Matlab trainNetwork CNN training pauses iterating intermittently at random then continues

I'm attempting to train a DnCNN network with a grayscale image patch dataset I've collected and aggregated into training and validation imageDatastore objects. I'm using trainNetwork to execute the training routine. When training on imageDatastore train and validation objects containing 50,000 and 5,000 files, respectively, training iterations appear to execute with the same time duration between each iteration (for example, it appears to take less than 1 second for each minibatch size of 128 to be completed and iterate to the next minibatch).
However, when I increase the amount of training and validation files in the imageDatastore objects passed into the trainNetwork function to 350,000 and 35,000, respectively, during training, random iterations appear to hang/pause such that the time duration for the "paused" iteration is 20-30 seconds longer than the normal ~1 second per iteration timeframe.

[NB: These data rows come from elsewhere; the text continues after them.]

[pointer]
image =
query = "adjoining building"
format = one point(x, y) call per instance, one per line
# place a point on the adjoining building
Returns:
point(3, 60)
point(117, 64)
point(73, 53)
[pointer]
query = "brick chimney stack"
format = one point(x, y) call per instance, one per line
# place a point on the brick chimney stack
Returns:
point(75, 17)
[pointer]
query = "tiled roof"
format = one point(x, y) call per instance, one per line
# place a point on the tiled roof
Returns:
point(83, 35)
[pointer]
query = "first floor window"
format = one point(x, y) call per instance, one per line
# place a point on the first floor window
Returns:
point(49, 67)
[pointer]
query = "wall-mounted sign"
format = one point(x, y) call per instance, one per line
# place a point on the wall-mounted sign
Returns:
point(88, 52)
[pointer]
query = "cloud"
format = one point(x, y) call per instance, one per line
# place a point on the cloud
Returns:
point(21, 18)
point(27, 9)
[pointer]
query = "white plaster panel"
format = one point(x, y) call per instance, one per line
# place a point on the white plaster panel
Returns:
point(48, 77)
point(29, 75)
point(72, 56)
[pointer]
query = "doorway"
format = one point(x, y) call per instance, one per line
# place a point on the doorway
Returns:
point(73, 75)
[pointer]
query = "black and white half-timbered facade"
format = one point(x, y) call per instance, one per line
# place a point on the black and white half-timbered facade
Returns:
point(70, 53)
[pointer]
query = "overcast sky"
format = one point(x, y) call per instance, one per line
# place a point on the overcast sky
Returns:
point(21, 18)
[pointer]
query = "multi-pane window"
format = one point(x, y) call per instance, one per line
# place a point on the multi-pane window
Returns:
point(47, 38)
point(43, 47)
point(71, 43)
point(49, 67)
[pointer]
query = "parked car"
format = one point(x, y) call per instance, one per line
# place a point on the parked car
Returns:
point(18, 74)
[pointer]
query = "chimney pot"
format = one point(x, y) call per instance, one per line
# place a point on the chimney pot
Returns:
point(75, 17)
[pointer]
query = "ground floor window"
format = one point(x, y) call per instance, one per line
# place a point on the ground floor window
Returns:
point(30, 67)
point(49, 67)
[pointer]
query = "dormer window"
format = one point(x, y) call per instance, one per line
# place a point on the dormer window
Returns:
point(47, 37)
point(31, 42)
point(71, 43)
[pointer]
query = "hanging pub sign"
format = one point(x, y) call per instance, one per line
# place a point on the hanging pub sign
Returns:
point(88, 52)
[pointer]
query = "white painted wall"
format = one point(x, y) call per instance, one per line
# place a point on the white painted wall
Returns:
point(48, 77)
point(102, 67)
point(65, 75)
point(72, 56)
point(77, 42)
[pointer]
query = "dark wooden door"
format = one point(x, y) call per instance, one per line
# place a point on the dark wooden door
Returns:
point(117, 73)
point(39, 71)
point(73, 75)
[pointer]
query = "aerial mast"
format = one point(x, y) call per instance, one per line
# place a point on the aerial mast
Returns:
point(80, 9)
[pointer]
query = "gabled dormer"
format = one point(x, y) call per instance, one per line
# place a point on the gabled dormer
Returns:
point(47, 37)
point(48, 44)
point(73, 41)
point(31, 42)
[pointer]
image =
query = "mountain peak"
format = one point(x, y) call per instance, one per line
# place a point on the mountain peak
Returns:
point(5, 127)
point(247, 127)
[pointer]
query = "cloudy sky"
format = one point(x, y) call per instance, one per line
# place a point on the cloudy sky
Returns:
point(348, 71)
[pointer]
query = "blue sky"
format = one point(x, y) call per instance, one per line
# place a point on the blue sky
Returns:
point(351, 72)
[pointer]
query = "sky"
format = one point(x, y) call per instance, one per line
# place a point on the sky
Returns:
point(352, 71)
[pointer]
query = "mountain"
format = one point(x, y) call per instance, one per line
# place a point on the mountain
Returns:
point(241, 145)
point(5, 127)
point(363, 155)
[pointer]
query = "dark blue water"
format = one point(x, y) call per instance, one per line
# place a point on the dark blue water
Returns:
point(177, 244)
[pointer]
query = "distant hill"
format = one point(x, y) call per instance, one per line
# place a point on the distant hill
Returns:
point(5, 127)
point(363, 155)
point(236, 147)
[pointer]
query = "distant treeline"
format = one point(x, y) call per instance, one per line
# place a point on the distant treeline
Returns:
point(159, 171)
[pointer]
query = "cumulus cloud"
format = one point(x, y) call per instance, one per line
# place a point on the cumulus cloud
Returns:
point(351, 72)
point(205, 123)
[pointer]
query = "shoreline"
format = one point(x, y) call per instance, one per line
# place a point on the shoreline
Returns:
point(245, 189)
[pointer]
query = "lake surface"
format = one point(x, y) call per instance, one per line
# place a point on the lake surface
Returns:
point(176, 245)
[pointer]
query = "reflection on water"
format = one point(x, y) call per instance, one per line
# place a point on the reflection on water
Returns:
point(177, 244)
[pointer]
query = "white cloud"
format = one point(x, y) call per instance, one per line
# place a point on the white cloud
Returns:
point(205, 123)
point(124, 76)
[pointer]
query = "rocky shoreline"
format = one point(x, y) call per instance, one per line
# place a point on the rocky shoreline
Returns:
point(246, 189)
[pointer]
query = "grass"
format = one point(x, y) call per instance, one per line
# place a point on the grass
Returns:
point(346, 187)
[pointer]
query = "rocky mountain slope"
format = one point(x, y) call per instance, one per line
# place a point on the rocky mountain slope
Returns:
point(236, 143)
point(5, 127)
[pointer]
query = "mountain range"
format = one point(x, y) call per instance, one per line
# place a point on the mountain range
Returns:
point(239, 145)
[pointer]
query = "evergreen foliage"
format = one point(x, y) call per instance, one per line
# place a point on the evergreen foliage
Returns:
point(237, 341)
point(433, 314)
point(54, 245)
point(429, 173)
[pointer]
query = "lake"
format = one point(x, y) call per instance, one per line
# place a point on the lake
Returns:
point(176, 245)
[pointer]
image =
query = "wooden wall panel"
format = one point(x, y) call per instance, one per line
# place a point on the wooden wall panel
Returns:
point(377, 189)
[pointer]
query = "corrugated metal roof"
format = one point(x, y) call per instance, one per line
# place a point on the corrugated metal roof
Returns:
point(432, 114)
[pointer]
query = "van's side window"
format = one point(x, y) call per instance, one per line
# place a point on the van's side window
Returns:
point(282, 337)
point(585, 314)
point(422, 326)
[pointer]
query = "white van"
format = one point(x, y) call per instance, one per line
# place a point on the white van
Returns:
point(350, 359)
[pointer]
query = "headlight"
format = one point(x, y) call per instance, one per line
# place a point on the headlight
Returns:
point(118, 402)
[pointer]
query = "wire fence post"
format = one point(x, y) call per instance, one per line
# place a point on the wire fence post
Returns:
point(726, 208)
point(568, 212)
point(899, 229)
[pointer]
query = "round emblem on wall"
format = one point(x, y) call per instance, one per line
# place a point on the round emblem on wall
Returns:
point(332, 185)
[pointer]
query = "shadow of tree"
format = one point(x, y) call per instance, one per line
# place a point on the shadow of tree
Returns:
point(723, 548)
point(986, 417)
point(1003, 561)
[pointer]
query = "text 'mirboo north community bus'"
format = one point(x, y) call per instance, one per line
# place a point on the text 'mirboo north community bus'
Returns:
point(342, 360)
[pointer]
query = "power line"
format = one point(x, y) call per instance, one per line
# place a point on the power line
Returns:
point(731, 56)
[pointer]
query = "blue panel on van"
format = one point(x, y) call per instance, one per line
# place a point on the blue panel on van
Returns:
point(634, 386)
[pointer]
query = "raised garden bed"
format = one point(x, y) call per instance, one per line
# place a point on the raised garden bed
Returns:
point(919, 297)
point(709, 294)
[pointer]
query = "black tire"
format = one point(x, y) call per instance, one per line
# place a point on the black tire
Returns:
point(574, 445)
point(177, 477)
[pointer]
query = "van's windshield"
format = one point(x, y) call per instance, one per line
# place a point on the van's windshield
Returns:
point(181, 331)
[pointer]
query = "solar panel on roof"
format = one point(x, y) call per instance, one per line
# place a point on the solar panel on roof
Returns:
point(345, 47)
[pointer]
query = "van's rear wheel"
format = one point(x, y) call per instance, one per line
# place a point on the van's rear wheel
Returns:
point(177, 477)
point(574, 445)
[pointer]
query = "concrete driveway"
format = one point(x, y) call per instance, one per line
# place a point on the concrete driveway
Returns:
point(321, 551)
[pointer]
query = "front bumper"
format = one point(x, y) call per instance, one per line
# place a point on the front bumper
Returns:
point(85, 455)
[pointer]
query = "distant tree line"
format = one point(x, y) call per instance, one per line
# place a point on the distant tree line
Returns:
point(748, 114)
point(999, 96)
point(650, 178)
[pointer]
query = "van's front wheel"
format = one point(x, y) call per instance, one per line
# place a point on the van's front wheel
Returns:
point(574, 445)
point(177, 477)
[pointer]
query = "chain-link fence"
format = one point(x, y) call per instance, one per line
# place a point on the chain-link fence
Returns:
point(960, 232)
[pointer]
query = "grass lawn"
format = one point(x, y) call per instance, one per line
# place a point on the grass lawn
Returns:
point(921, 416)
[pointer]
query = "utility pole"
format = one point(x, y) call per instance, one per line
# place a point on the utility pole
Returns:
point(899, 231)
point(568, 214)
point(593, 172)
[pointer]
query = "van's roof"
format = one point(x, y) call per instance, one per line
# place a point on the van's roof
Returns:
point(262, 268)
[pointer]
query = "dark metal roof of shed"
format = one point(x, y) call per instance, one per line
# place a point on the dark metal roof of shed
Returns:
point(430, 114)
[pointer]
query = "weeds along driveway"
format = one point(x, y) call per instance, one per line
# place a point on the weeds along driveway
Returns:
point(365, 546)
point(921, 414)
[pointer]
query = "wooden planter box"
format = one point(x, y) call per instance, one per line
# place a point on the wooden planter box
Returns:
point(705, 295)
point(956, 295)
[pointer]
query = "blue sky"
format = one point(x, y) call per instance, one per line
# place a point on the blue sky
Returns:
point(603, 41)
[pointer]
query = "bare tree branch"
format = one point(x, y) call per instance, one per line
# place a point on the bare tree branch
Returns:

This pausing happens intermittently and frequently significantly increasing my training time and I don't understand why. My memory resources via RAM and GPU have plenty of available memory during training and modification of batchsize, learning rate and optimizer (ADAM, SGDM) do not eliminate this pausing action. The problem appears to be directly related to the number of files in the imageDatastore objects used for training.
Has anyone dealt with this before? Is there some type of data cleanup action being performed via trainNetwork that is executing causing iterations to pause randomly when the imageDatastore objects contain large numbers of files?
Any insight would be greatly appreciated! Thanks


Joss Knight
Joss Knight 2022년 8월 11일
Is the pause associated with a validation measurement being added to the training plot? With 7 times as much validation data it will take 7 times longer to take a validation measurement.
Nicholas Hopkins
Nicholas Hopkins 2022년 8월 12일
Joss, copy all and thank you for the quick responses and troubleshooting tips. The iteration pausing is definitely an interesting deviation from what generally is normal program/training execution when the datastores scale up in size. I'll take a look at analyzing the imagedatastores with the troubleshooting tips you suggested and will hopefully update this thread with an explanation for this training routine behavior; however, it may be a few days before I get back to running this code and focusing on this area of my research so I'll standby on accepting your answer until I look into some of what you suggested.